Dan Hearsch, a managing director in AlixPartners’ automotive and industrial practice, added these perspectives about vehicle production.

“There really are no ‘shock absorbers’ left in the industry right now when it comes to production or obtaining material,” Hearsch said. “Virtually any shortage or production interruption in any part of the world affects companies around the globe, and the impacts are now amplified due to all the other shortages.

“That’s why it’s critical that companies be armed with good information and analysis to begin with, and that they follow through with flawless, determined execution,” he went on to say.

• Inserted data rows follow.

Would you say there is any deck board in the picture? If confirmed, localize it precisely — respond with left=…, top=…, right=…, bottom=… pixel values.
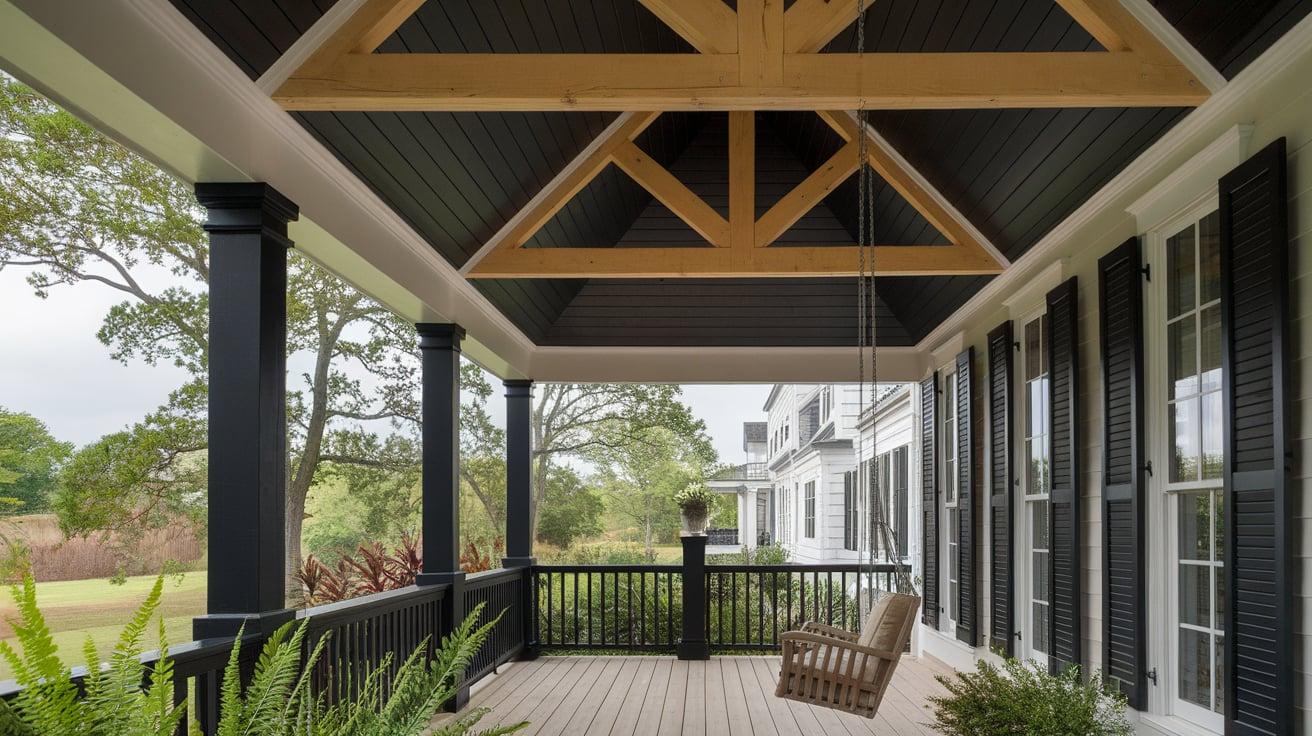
left=434, top=656, right=951, bottom=736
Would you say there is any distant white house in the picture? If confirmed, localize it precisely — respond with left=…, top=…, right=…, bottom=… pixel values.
left=761, top=384, right=920, bottom=563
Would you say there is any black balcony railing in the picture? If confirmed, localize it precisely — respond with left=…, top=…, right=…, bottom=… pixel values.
left=533, top=565, right=684, bottom=649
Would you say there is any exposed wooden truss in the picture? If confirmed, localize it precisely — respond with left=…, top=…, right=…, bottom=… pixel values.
left=274, top=0, right=1208, bottom=110
left=464, top=112, right=1004, bottom=278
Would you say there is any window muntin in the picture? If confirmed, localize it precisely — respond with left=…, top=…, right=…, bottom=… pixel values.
left=803, top=480, right=816, bottom=539
left=1021, top=315, right=1052, bottom=659
left=1158, top=211, right=1225, bottom=728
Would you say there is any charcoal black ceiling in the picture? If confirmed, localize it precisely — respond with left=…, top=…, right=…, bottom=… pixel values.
left=173, top=0, right=1312, bottom=345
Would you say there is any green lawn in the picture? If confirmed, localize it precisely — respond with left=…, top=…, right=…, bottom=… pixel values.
left=0, top=572, right=205, bottom=680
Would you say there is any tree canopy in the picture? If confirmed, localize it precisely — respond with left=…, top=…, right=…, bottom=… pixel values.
left=0, top=407, right=72, bottom=514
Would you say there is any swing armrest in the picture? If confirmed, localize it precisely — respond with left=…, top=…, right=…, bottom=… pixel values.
left=785, top=621, right=859, bottom=643
left=779, top=631, right=901, bottom=668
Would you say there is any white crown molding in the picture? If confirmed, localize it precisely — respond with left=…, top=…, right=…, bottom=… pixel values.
left=929, top=329, right=966, bottom=370
left=1002, top=258, right=1067, bottom=319
left=1126, top=123, right=1253, bottom=232
left=918, top=10, right=1312, bottom=350
left=1120, top=0, right=1225, bottom=93
left=255, top=0, right=365, bottom=96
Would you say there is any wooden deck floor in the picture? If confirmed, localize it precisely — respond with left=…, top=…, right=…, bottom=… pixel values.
left=434, top=656, right=950, bottom=736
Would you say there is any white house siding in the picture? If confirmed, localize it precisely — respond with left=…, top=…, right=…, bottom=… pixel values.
left=918, top=20, right=1312, bottom=733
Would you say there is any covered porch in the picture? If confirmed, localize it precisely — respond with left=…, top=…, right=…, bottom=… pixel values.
left=0, top=0, right=1312, bottom=736
left=434, top=656, right=951, bottom=736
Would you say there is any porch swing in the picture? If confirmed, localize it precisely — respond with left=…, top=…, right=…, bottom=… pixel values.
left=774, top=0, right=921, bottom=718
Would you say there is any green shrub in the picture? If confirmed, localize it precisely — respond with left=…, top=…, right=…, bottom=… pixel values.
left=929, top=660, right=1134, bottom=736
left=0, top=576, right=527, bottom=736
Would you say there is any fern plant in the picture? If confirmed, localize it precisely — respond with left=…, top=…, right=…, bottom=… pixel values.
left=0, top=575, right=185, bottom=736
left=0, top=576, right=527, bottom=736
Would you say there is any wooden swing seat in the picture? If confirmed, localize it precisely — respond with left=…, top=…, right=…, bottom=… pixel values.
left=774, top=593, right=920, bottom=718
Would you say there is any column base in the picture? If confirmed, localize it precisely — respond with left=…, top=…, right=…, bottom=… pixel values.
left=676, top=642, right=711, bottom=660
left=192, top=609, right=297, bottom=640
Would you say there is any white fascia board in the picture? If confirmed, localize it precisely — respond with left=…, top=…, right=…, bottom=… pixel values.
left=918, top=10, right=1312, bottom=350
left=0, top=0, right=534, bottom=378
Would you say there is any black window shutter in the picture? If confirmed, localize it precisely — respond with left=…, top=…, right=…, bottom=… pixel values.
left=1047, top=277, right=1082, bottom=673
left=920, top=373, right=938, bottom=628
left=988, top=320, right=1015, bottom=657
left=1098, top=237, right=1148, bottom=708
left=1220, top=138, right=1298, bottom=735
left=955, top=348, right=980, bottom=647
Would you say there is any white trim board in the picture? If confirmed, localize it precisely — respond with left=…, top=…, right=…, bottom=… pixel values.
left=918, top=8, right=1312, bottom=350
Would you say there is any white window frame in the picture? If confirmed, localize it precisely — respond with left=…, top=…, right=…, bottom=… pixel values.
left=1144, top=192, right=1225, bottom=733
left=1013, top=307, right=1052, bottom=666
left=938, top=366, right=960, bottom=634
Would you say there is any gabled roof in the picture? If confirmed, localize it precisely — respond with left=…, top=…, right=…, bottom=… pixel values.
left=172, top=0, right=1309, bottom=346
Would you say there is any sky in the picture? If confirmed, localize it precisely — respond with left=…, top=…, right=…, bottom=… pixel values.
left=0, top=268, right=770, bottom=463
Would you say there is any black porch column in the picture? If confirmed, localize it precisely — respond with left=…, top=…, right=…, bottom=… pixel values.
left=501, top=380, right=534, bottom=567
left=415, top=323, right=470, bottom=711
left=501, top=380, right=538, bottom=660
left=677, top=534, right=711, bottom=660
left=192, top=182, right=298, bottom=639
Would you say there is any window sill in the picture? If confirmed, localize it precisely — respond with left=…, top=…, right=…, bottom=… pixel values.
left=1131, top=711, right=1220, bottom=736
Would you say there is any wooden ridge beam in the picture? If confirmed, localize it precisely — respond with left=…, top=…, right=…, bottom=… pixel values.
left=274, top=51, right=1208, bottom=112
left=783, top=0, right=871, bottom=54
left=467, top=245, right=1002, bottom=278
left=638, top=0, right=739, bottom=54
left=610, top=140, right=729, bottom=248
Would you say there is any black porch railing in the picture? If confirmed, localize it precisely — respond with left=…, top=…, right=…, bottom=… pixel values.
left=531, top=564, right=897, bottom=651
left=533, top=565, right=684, bottom=649
left=464, top=568, right=529, bottom=685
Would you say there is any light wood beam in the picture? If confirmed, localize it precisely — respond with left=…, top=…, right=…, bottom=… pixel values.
left=461, top=113, right=660, bottom=273
left=737, top=0, right=783, bottom=87
left=639, top=0, right=739, bottom=54
left=468, top=245, right=1001, bottom=278
left=783, top=0, right=860, bottom=54
left=756, top=143, right=858, bottom=248
left=274, top=51, right=1208, bottom=110
left=611, top=140, right=729, bottom=248
left=729, top=110, right=756, bottom=251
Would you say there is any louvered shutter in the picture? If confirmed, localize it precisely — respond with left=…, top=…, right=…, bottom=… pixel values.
left=953, top=348, right=979, bottom=647
left=920, top=373, right=938, bottom=628
left=1220, top=138, right=1298, bottom=733
left=1047, top=277, right=1081, bottom=672
left=1098, top=237, right=1148, bottom=708
left=988, top=321, right=1015, bottom=657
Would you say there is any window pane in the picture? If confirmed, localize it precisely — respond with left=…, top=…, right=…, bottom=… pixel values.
left=1166, top=226, right=1197, bottom=317
left=1166, top=316, right=1198, bottom=399
left=1201, top=304, right=1221, bottom=391
left=1179, top=628, right=1212, bottom=710
left=1030, top=552, right=1048, bottom=602
left=1198, top=213, right=1221, bottom=304
left=1202, top=391, right=1224, bottom=479
left=1212, top=636, right=1225, bottom=712
left=1031, top=603, right=1048, bottom=655
left=1179, top=563, right=1212, bottom=628
left=1179, top=493, right=1212, bottom=558
left=1170, top=399, right=1198, bottom=481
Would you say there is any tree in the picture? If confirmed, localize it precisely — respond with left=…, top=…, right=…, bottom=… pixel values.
left=592, top=428, right=715, bottom=560
left=0, top=407, right=72, bottom=514
left=0, top=75, right=419, bottom=600
left=538, top=466, right=605, bottom=548
left=531, top=383, right=714, bottom=537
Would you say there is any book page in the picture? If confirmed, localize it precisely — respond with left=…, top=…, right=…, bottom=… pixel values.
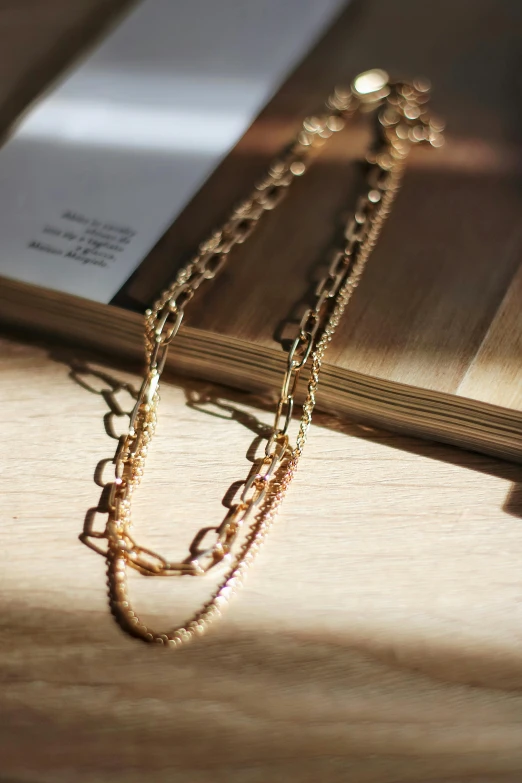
left=0, top=0, right=346, bottom=302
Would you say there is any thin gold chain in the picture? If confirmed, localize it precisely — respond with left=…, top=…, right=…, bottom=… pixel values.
left=94, top=70, right=442, bottom=647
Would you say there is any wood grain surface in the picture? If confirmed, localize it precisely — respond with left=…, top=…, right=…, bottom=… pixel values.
left=0, top=332, right=522, bottom=783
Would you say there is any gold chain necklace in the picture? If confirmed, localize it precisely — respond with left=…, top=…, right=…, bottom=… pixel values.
left=99, top=70, right=442, bottom=647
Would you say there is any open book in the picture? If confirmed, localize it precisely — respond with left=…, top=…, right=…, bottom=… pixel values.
left=0, top=0, right=522, bottom=460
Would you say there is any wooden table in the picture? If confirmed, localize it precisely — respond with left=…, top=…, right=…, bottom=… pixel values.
left=0, top=332, right=522, bottom=783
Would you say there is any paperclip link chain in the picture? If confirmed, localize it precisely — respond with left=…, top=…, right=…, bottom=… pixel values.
left=105, top=70, right=443, bottom=647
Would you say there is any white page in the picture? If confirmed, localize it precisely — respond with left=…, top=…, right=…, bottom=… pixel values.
left=0, top=0, right=346, bottom=302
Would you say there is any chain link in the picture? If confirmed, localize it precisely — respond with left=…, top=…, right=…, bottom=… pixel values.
left=96, top=71, right=443, bottom=646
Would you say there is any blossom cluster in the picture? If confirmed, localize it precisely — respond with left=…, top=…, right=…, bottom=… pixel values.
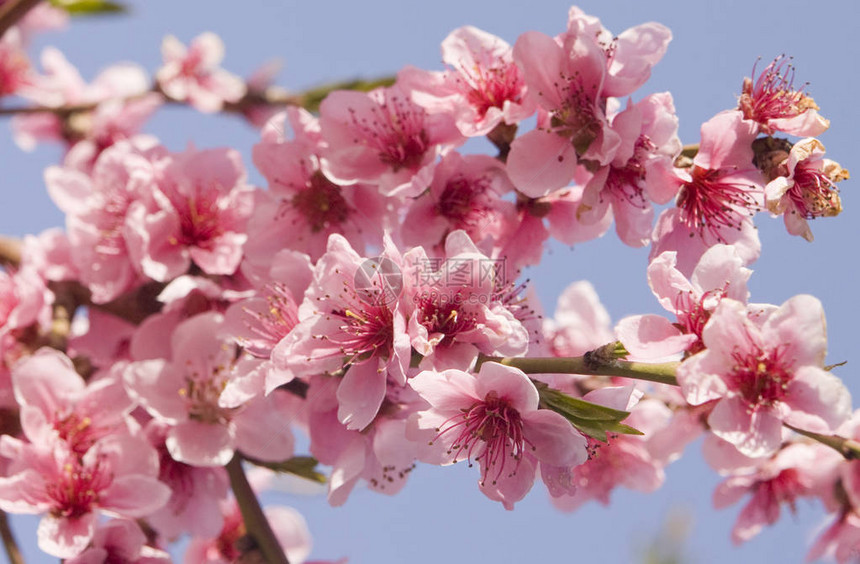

Gathering information is part of the activities at the Commerce Department, which launched a request for information (RFI) that is asking all parts of the supply chain — producers, consumers and intermediaries — to voluntarily share information about inventories, demand and delivery dynamics. Officials said the goal of the RFI is to understand and quantify where bottlenecks may exist.

Commerce Secretary Gina Raimondo also called on business leaders to respond to the RFI in the next 45 days and help improve trust and transparency within the supply chain.

Through a blog post, the White House reiterated the importance of getting supply chains back in order.

“The federal government must be better equipped to get ahead of possible disruptions and have tools at its disposal to limit their impact on the U.S. economy, workers, and consumers,” White House officials wrote. “When supply chain shocks cascade, the spillover effects can impact the global economy in ways that no one firm or sector can anticipate or adequately resolve on their own.

“By taking a holistic view of the industrial base and supply chains critical to U.S. economic and national security, the federal government can monitor, anticipate, and respond to economic, geopolitical and climate-related shocks,” they went on to say.